12 Aralık’ta hükümet kurumlarının mesai yapmasına izin verilmemesi kararı alan Özerk Yönetim, mesailerin yeniden başlamasına ilişkin şunları söyledi: “Özerk Yönetim olarak sessizliği kabul etmiyoruz. Bu nedenle  12 Aralık’ta Hükümet kurumlarının açılmasına izin vermedik. Iraklı yetkililerle yapılan görüşmelerin ardından 13 Aralık’ta mesailerin devam edebileceğine yönelik karar aldık. Bu saldırıları kabul ettiğimiz anlamına gelmiyor.”
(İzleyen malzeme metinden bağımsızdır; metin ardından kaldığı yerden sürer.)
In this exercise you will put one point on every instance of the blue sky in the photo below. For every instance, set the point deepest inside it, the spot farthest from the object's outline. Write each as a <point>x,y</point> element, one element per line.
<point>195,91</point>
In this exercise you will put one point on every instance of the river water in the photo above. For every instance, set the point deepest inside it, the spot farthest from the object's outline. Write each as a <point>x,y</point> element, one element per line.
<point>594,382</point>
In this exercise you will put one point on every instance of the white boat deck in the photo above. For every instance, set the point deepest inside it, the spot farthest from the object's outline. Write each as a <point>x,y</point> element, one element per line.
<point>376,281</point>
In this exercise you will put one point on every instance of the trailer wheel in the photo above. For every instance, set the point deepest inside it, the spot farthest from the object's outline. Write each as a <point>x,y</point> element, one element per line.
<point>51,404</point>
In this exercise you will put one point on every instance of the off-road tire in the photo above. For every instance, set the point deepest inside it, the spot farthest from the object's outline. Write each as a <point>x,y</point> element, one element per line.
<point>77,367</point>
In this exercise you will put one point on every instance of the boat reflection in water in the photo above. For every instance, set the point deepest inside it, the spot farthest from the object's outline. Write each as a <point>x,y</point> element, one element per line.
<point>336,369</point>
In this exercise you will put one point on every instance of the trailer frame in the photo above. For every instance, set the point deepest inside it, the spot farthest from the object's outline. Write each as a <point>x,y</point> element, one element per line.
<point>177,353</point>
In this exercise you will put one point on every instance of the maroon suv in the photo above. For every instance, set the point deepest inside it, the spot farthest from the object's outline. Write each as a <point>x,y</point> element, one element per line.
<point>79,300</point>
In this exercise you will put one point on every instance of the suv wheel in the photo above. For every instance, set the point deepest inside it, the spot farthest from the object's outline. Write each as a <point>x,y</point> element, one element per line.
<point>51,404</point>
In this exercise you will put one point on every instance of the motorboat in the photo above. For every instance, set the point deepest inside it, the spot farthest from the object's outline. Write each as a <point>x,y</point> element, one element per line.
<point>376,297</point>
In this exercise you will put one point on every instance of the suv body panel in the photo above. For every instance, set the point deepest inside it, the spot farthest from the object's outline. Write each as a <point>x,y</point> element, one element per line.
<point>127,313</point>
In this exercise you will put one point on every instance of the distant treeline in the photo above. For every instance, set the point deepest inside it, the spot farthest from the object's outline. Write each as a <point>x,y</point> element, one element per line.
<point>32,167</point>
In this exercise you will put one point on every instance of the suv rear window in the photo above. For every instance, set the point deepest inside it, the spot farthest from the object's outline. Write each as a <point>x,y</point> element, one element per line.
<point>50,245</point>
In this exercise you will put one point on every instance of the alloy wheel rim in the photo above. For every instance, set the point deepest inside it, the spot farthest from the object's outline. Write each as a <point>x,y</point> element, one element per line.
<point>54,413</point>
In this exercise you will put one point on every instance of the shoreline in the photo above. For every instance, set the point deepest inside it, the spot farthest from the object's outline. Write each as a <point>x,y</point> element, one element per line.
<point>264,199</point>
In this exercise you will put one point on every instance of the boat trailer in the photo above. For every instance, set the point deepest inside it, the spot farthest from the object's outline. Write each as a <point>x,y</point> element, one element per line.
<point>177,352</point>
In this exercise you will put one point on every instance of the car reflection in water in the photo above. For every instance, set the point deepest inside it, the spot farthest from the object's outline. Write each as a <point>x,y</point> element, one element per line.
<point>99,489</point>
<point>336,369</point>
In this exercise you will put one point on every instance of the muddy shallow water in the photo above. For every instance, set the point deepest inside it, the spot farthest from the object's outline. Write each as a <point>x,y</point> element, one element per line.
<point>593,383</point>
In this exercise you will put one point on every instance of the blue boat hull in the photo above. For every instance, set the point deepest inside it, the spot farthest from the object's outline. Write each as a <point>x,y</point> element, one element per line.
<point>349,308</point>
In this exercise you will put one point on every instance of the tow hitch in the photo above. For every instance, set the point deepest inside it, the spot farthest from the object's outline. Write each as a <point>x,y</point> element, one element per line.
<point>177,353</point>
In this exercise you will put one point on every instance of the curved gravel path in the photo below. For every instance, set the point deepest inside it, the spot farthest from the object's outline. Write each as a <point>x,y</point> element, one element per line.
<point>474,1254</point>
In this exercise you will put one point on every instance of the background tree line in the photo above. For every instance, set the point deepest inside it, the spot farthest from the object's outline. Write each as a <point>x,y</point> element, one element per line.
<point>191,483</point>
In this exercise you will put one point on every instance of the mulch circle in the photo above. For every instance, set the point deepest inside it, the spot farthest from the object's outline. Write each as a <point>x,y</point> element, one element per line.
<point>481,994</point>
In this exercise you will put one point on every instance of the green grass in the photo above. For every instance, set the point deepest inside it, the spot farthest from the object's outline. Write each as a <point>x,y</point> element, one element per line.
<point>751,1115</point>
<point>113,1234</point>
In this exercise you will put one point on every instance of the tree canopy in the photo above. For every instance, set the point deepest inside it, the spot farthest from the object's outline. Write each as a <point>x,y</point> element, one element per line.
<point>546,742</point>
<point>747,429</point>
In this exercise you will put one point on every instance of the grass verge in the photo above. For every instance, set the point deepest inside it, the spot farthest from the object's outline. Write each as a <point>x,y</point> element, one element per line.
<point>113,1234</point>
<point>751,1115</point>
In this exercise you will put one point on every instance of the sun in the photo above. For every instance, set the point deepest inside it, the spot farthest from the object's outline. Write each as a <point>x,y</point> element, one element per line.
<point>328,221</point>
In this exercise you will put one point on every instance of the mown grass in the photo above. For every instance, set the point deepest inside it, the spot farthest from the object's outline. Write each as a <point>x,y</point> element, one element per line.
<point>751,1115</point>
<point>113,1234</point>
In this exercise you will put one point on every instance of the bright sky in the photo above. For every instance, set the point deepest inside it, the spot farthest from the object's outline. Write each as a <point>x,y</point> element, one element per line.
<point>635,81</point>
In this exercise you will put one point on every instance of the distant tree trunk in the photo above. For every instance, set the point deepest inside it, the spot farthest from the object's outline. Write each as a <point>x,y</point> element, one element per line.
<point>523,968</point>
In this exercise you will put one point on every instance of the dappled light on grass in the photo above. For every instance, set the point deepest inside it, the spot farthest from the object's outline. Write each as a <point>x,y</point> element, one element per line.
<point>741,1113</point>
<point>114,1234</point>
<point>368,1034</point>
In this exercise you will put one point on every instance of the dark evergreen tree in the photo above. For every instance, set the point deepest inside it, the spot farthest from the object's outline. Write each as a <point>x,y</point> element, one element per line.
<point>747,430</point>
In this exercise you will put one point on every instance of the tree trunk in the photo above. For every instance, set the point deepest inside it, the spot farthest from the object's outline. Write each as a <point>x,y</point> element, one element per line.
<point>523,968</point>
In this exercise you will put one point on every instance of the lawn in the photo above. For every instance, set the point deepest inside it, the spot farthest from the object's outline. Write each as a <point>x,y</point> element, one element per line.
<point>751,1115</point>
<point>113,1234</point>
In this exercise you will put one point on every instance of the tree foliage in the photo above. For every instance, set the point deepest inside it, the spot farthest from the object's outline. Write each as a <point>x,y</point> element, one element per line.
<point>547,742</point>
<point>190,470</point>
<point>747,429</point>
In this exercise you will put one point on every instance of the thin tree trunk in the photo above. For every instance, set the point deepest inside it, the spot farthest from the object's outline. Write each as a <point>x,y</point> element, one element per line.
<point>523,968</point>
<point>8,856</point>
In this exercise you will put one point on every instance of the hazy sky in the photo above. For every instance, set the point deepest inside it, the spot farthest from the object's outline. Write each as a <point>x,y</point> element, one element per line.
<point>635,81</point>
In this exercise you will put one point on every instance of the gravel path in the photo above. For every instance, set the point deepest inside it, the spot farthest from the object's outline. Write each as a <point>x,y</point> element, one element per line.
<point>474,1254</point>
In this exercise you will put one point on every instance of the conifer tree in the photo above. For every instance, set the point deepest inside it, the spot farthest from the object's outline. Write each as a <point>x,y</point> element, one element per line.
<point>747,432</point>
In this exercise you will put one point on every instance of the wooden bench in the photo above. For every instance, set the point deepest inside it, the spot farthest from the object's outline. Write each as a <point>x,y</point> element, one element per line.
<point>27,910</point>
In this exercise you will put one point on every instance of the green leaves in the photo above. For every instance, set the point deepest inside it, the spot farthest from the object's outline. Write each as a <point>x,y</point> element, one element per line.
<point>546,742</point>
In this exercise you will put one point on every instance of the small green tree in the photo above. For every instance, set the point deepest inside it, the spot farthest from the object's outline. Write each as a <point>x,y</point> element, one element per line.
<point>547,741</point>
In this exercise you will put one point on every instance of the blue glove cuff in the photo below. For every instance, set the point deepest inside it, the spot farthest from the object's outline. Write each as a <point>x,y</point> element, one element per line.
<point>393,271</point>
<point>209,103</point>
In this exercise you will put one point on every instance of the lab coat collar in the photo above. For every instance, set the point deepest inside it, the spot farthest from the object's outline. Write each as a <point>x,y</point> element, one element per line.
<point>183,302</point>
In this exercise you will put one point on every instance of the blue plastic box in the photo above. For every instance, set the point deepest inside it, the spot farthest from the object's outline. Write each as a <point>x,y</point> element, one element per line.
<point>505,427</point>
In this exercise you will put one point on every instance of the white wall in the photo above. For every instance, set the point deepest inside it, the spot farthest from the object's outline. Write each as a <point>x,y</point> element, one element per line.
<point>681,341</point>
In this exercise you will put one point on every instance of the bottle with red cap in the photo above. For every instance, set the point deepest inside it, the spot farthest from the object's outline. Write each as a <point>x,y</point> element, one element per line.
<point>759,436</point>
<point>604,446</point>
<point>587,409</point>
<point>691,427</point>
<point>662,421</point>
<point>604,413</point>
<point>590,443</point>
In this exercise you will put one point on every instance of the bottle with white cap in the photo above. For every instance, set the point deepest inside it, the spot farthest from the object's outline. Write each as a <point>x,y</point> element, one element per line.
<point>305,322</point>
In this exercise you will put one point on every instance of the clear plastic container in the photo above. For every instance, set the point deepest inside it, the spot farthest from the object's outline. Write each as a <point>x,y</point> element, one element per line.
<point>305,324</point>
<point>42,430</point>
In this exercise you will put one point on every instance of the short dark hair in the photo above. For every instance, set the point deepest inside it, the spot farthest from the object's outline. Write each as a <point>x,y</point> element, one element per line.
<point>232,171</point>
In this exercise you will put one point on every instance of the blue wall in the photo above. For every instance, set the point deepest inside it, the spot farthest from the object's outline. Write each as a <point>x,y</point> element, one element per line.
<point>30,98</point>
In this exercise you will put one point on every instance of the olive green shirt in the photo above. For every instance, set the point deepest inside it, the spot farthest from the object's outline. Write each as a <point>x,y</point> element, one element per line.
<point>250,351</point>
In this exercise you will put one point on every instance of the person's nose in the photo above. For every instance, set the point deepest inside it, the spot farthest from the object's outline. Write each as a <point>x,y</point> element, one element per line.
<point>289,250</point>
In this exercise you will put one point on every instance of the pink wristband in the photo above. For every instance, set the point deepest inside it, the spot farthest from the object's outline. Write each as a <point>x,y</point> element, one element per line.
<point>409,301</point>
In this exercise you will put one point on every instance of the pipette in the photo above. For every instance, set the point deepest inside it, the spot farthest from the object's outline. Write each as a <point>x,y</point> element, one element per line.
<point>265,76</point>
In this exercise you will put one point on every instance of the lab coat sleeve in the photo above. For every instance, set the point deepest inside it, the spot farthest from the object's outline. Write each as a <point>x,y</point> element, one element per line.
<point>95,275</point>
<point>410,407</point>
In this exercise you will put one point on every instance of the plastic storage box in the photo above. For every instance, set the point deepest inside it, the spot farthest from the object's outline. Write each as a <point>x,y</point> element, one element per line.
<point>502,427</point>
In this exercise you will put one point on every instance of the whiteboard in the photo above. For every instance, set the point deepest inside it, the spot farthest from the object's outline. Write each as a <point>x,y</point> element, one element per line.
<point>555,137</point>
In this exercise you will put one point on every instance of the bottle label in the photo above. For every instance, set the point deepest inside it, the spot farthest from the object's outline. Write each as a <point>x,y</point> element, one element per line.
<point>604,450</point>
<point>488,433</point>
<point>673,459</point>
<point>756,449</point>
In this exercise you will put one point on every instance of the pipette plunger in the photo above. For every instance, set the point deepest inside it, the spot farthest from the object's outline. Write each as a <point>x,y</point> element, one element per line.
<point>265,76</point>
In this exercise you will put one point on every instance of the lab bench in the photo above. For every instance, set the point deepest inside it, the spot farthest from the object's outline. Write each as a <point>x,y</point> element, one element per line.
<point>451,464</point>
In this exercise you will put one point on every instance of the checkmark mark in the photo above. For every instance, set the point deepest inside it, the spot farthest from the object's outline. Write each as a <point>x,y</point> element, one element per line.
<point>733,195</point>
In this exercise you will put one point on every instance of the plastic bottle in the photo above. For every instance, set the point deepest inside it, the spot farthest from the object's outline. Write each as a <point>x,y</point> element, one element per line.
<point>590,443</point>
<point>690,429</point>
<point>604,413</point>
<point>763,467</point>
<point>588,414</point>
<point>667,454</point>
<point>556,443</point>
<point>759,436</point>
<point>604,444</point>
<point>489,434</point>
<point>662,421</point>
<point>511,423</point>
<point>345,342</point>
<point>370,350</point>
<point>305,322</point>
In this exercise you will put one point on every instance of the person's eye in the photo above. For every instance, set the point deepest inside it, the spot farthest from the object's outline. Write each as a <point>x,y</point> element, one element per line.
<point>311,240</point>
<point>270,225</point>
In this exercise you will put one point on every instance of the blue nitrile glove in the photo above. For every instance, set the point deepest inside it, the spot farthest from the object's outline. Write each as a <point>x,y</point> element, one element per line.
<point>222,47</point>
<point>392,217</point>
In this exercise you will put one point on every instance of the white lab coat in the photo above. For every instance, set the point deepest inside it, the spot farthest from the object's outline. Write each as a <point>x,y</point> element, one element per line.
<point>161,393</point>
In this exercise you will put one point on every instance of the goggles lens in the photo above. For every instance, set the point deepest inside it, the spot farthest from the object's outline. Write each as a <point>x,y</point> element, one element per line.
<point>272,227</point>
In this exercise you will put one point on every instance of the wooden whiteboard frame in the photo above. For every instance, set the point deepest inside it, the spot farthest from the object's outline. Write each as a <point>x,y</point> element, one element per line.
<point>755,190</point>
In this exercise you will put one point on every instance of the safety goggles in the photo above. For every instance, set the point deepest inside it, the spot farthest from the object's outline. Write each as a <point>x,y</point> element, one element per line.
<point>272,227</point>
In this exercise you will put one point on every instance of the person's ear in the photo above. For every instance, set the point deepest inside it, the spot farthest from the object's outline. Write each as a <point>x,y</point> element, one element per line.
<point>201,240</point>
‘Saldırılarla geri adım atmayız’

Açıklamada birkaç önemli çağrıda bulunan Özerk Yönetim şunları söyledi: “Son olarak şunları belirtiyoruz. Öncülerimizin hedef alınmasıyla hiçbir geri adım atmayacağız. Özerk Şengal’e karşı faaliyet yürütenler, özellikle KDP medyasının bizlere karşı düşman dilini kullanmaktan vazgeçmesi gerekiyor. KDP halkımızı kamplarda esir tutmuş. Açıklamalarıyla Ezidi halkına yönelik saldırıları meşrulaştırıyor. Bunlar bizleri özerk ve özgür Şengal iddiasından vazgeçiremez. Özerk Şengal, halkımızın elde ettiği bir haktır ve bu bizim amacımız olacaktır. Kimsenin artık toplumumuzu kendisine göre dizayn edemeyeceğine dair söz veriyoruz. Bedeli ne olursa olsun şehitlerimizin izinden ayrılmayacağız. Özerk Şengal’den vazgeçmeyeceğiz, direneceğiz.”